I think this is one of those things that’s pretty field-specific. For instance I’m generally not convolving with filters that are small enough for the direct implementation to be efficient. As you mention, for similarly-sized inputs the FFT approach is generally better, and when they are very differently-sized you want to use overlap-save convolution, which uses FFTs in a block-wise fashion. The conv implementation currently selects between those two algorithms depending on the size of the input, but it would be good for it to also select the direct method when one of the inputs is small enough.

Basically it’s a matter of perspective - some folks say “FFT convolution is only useful for really big inputs” and other say “direct convolution is only useful for really small inputs”. Seems like conv could be smart enough to always do the right thing, but someone needs to add that check.

I agree the docs could be improved. I usually expect the convolution of a length-N array and a length-M array to be length N+M-1, but that should be documented.

Though it uses the FFT algorithm, DSP.jl’s conv implementation takes care of zero-padding internally, so it does linear convolution, not circular convolution.

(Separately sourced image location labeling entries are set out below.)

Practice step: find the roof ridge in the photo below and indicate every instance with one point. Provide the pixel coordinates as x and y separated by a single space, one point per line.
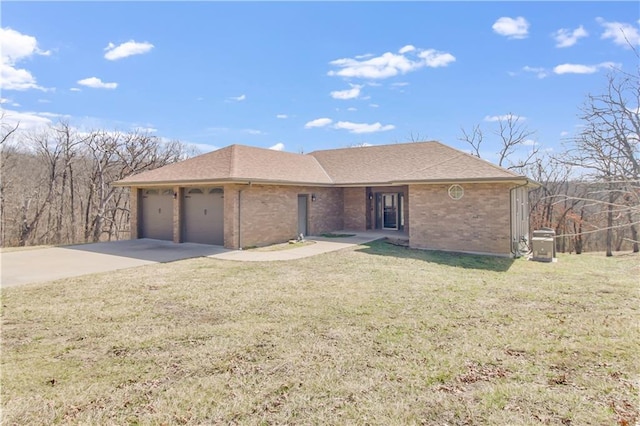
321 167
495 166
446 160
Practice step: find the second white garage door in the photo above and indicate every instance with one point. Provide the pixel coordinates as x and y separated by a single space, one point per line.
204 216
157 214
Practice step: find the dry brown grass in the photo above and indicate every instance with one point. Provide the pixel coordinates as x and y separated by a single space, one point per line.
373 335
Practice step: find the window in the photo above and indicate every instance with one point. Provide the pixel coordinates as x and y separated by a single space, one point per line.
456 192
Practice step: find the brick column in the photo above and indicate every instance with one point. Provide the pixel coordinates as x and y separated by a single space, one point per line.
134 203
178 198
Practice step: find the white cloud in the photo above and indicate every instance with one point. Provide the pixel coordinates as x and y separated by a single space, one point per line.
512 28
567 38
434 59
124 50
492 118
277 147
318 122
146 129
540 72
352 93
363 127
390 64
583 69
27 120
96 83
622 34
14 48
407 48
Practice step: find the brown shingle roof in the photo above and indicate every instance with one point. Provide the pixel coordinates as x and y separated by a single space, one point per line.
382 164
237 163
407 162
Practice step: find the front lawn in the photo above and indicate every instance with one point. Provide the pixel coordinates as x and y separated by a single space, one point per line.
376 334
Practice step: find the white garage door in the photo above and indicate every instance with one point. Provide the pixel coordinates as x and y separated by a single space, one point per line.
157 214
204 216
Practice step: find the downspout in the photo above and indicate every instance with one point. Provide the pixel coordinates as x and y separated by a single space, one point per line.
514 251
240 216
240 219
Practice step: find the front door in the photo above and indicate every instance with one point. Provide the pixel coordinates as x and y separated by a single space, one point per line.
389 211
302 214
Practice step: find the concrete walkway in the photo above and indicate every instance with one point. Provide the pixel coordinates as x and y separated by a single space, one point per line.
47 264
322 245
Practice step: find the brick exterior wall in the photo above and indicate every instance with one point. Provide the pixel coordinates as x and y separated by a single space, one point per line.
269 213
355 209
478 222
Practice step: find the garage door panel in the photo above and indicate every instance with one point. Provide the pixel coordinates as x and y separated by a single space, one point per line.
204 216
157 214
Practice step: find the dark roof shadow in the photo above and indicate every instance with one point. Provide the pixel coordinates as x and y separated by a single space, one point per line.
383 247
151 250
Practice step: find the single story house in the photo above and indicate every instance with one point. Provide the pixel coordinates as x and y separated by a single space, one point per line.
239 196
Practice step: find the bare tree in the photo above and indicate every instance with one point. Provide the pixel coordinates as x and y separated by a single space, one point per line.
607 151
473 138
513 136
56 183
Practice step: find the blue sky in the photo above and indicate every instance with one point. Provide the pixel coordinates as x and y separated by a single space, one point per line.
302 76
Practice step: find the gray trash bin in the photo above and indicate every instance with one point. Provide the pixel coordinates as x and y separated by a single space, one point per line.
546 233
542 249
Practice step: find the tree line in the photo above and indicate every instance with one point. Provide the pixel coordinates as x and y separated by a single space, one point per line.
55 185
590 192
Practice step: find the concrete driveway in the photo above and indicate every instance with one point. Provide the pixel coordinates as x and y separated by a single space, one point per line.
39 265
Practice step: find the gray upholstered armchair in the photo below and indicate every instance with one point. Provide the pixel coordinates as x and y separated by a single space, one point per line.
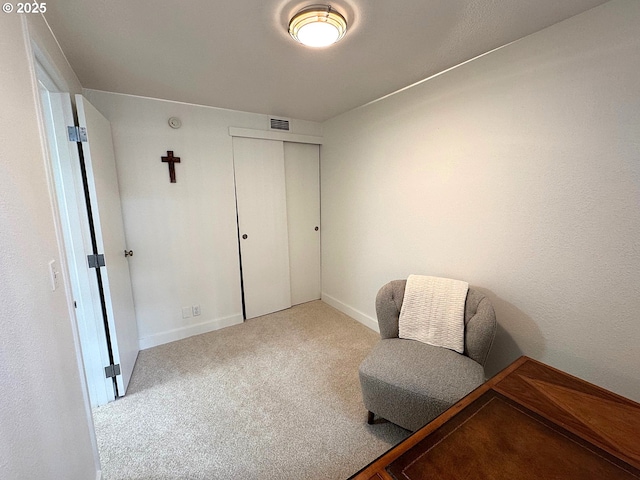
410 383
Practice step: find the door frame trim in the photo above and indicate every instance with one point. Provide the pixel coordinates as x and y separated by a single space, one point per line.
270 135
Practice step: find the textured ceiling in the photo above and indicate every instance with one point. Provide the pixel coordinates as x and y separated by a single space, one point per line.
237 54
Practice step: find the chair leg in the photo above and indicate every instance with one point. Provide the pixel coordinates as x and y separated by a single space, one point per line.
370 418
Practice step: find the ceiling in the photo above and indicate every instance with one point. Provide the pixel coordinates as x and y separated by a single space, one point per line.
237 54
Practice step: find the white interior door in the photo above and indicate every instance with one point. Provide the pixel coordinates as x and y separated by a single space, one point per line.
58 114
302 167
104 194
262 225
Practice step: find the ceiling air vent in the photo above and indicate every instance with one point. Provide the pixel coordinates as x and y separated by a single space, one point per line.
279 124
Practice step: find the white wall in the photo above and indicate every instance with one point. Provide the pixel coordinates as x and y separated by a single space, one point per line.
518 172
184 235
45 430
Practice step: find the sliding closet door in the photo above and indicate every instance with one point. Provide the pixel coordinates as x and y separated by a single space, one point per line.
302 167
262 225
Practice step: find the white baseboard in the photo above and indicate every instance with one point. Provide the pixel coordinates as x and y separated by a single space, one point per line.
364 319
188 331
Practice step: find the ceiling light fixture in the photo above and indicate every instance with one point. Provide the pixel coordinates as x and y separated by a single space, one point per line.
317 26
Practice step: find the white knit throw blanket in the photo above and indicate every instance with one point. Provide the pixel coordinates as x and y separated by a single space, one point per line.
433 311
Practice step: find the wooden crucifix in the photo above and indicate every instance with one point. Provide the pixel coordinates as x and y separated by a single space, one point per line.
171 160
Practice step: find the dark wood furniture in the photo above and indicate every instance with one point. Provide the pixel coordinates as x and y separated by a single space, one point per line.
530 421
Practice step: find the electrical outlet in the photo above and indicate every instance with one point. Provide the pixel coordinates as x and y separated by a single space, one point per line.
54 274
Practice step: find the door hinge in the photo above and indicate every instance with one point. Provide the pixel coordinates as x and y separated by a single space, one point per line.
96 261
77 134
112 370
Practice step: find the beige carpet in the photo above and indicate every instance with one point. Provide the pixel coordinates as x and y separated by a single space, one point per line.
277 397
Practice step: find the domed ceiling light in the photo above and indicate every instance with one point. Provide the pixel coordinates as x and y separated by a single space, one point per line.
317 26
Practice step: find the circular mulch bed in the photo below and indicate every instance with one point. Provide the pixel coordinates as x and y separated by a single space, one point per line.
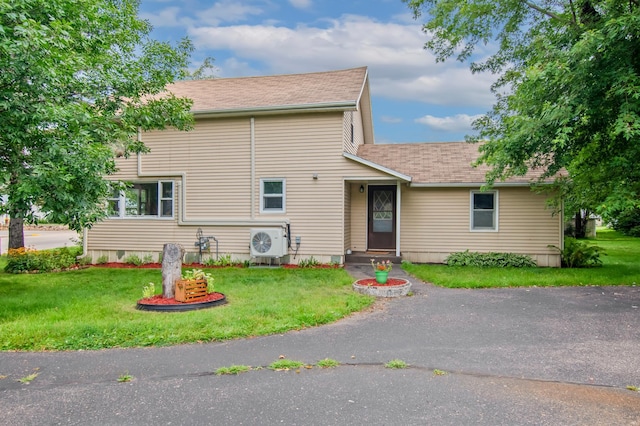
161 304
394 287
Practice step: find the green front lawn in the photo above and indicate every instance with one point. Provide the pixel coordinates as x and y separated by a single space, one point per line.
621 266
95 308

To answer the original question, it seems that what you want depends on the characteristics of your filter b. First off, I’m assuming that the idea is for the output to “line up” with the input. If the filter peaks on the first sample (like exp.(0:-0.5:-10)), then you probably want something like conv(a, b)[1:length(a)]. But if you have some filter that includes a delay, like gaussian(21, 0.15), then you might want conv(a,b)[11:end-10].